4. Bewijsbeslissingen
4.1 Medeplegen
Verdachte heeft ter terechtzitting aangevoerd dat hij het hem tenlastegelegde drugstransport alleen heeft ondernomen, dat hij niet op de hoogte was van het feit dat zijn medeverdachte [medeverdachte] eveneens verdovende middelen bij zich heeft gehad toen zij werden aangehouden op de luchthaven Schiphol en hij derhalve niet voor het totale bij hem en zijn medeverdachte [medeverdachte] aangetroffen gewicht cocaïne verantwoordelijk is.
De rechtbank verwerpt dit verweer en overweegt het navolgende.
De rechtbank gaat ten aanzien van het bewijs voor medeplegen uit van de volgende feiten en omstandigheden. Uit het proces-verbaal met dossiernummer PL278C/05-002418, opgemaakt door de verbalisanten [verbalisanten], blijkt dat de vliegtickets van verdachte en diens medeverdachte [medeverdachte] opeenvolgend genummerd zijn en op dezelfde dag bij [a-tours] in Amsterdam zijn gekocht, dat de paspoorten van beide verdachten op 27 januari 2005 zijn afgegeven door de gemeente Almere en dat de aangetroffen pakketten met cocaïne op nagenoeg identieke wijze waren verstopt in nagenoeg identieke koffers. Uit de door verdachte en voornoemde [medeverdachte] afgelegde verklaringen bij de Koninklijke Marechaussee, de rechter-commissaris en ter terechtzitting blijkt voorts dat zij beiden door [betrokkene] in Almere zijn benaderd voor het onderhavige drugstransport. Verdachten kenden elkaar overigens vanuit school. Voornoemde [betrokkene] zou alles voor hen geregeld hebben, zoals de aanschaf van de tickets, de aanvraag van nieuwe paspoorten en de gang van zaken omtrent het transport in Suriname, zoals het krijgen van een SIM-kaart waarop verdachten zouden worden gebeld voor nadere instructies. Voorts zijn verdachten op de heenreis samen door de moeder van verdachte naar het vliegveld gebracht. Daarbij hebben verdachten op de heen- en terugreis naast elkaar gezeten. Beide verdachten hebben verklaard niet met elkaar te hebben gepraat, omdat dit hen door [betrokkene] was opgedragen en dat zij in Suriname wel contact met elkaar hebben gehad, onder meer toen verdachte van [medeverdachte] een telefoon te leen kreeg. Tot slot hebben verdachten aanvankelijk zeer wisselend verklaard over de aanschaf van de tickets, de aanschaf van de paspoorten en het meereizen.

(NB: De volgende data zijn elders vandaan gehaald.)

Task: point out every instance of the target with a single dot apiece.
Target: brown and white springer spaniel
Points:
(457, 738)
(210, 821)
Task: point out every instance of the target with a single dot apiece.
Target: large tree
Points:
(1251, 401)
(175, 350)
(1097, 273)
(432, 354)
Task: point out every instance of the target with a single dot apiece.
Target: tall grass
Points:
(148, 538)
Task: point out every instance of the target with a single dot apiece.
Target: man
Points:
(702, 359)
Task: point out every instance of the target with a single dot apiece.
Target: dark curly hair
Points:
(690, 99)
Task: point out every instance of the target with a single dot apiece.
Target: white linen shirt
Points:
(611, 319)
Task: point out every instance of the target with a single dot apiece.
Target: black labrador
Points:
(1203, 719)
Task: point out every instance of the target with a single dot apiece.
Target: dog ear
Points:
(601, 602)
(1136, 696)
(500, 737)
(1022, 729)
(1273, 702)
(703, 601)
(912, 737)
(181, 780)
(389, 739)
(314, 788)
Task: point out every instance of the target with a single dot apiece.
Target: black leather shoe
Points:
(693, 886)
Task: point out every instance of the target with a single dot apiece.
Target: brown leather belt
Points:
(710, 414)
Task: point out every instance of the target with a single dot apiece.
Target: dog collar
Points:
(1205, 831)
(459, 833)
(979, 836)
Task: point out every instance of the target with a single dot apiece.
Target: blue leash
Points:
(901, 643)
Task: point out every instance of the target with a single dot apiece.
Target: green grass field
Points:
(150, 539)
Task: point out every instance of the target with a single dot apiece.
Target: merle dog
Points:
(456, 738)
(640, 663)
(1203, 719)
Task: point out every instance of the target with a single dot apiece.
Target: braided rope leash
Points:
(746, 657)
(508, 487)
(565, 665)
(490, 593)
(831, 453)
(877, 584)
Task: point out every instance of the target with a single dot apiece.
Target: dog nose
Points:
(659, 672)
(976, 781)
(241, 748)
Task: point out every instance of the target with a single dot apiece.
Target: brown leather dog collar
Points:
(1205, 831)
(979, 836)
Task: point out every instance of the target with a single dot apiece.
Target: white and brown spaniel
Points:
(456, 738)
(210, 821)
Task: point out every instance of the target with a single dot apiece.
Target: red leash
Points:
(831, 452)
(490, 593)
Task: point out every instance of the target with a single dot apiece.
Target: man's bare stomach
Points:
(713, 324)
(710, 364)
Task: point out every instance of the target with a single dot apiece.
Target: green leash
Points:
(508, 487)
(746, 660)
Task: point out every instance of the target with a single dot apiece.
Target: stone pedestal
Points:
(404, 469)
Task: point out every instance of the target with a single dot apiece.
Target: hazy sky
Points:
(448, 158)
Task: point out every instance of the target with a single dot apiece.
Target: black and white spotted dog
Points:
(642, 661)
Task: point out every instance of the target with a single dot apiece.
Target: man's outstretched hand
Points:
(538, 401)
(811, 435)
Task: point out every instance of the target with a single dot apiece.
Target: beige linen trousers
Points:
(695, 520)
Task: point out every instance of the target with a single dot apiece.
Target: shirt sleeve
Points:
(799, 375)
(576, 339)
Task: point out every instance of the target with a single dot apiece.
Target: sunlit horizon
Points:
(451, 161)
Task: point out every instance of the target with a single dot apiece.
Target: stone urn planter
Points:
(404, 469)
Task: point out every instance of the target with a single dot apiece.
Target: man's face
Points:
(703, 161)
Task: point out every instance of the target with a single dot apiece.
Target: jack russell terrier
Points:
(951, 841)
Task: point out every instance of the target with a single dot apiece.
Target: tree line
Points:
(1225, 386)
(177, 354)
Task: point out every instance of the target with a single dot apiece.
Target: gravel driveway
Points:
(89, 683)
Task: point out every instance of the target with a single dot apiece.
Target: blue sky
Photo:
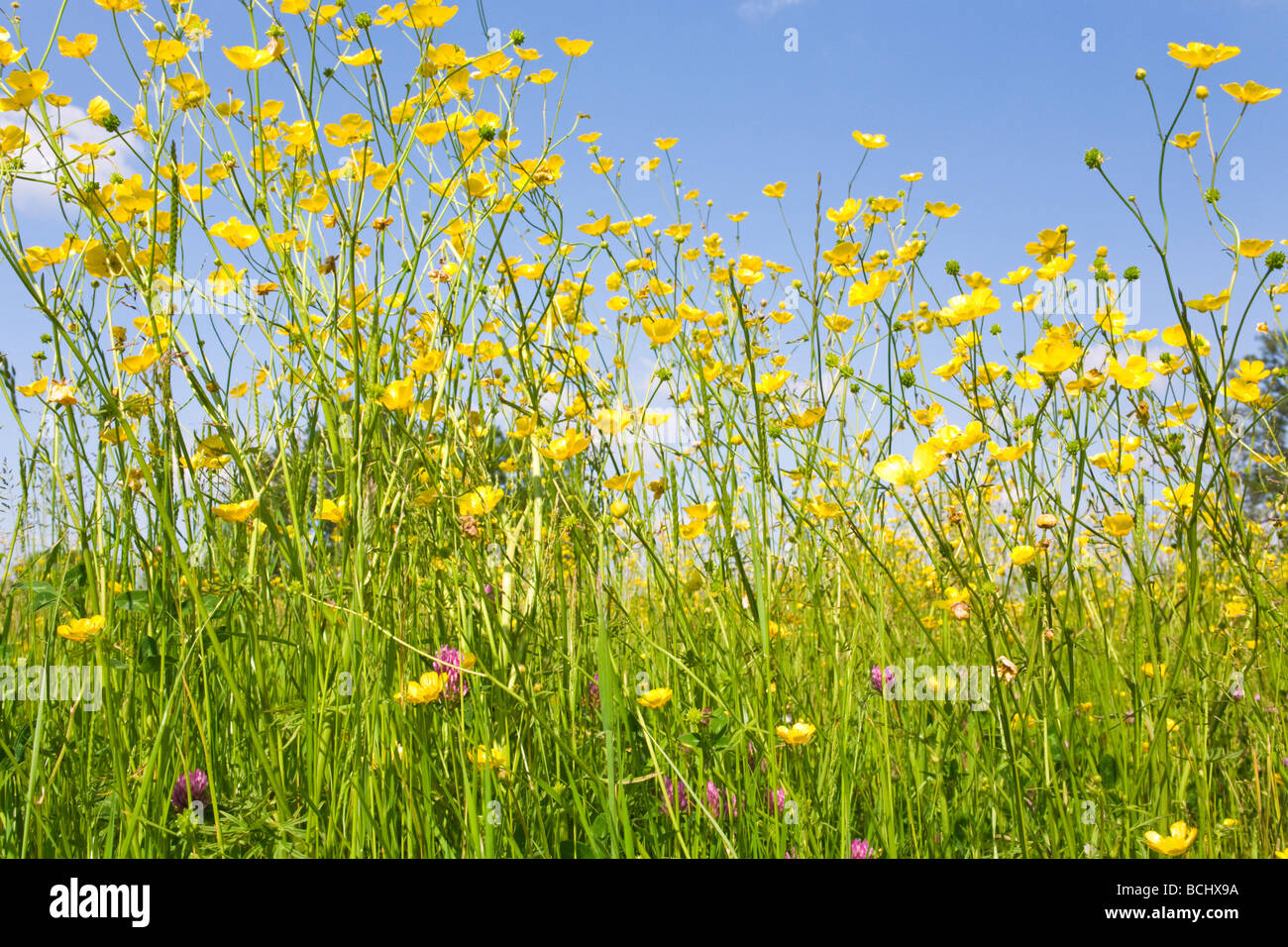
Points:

Op grond van bovenstaande feiten en omstandigheden, in onderlinge samenhang bezien, in combinatie met voornoemde wisselende verklaringen, acht de rechtbank de verklaring van verdachte dat hij niet samen met medeverdachte [medeverdachte] het onderhavige cocaïnetransport heeft ondernomen en uitgevoerd onaannemelijk. Deze verklaring kan dan ook niet anders worden opgevat dan dat deze is afgelegd om de waarheid te bemantelen, namelijk dat verdachte en zijn medeverdachte bewust samen voor het onderhavige cocaïnetransport op reis zijn gegaan en daartoe hebben samengewerkt. De rechtbank acht het tenlastegelegde bestanddeel medeplegen dan ook bewezen.
4.2 Opzet
Verdachte heeft ter terechtzitting bepleit dat hij bij het plegen van het tenlastegelegde feit slechts opzet had op het met de opdrachtgevers afgesproken gewicht van twee en een halve kilo cocaïne en niet op het meerdere.
De rechtbank verwerpt dit verweer en overweegt het navolgende.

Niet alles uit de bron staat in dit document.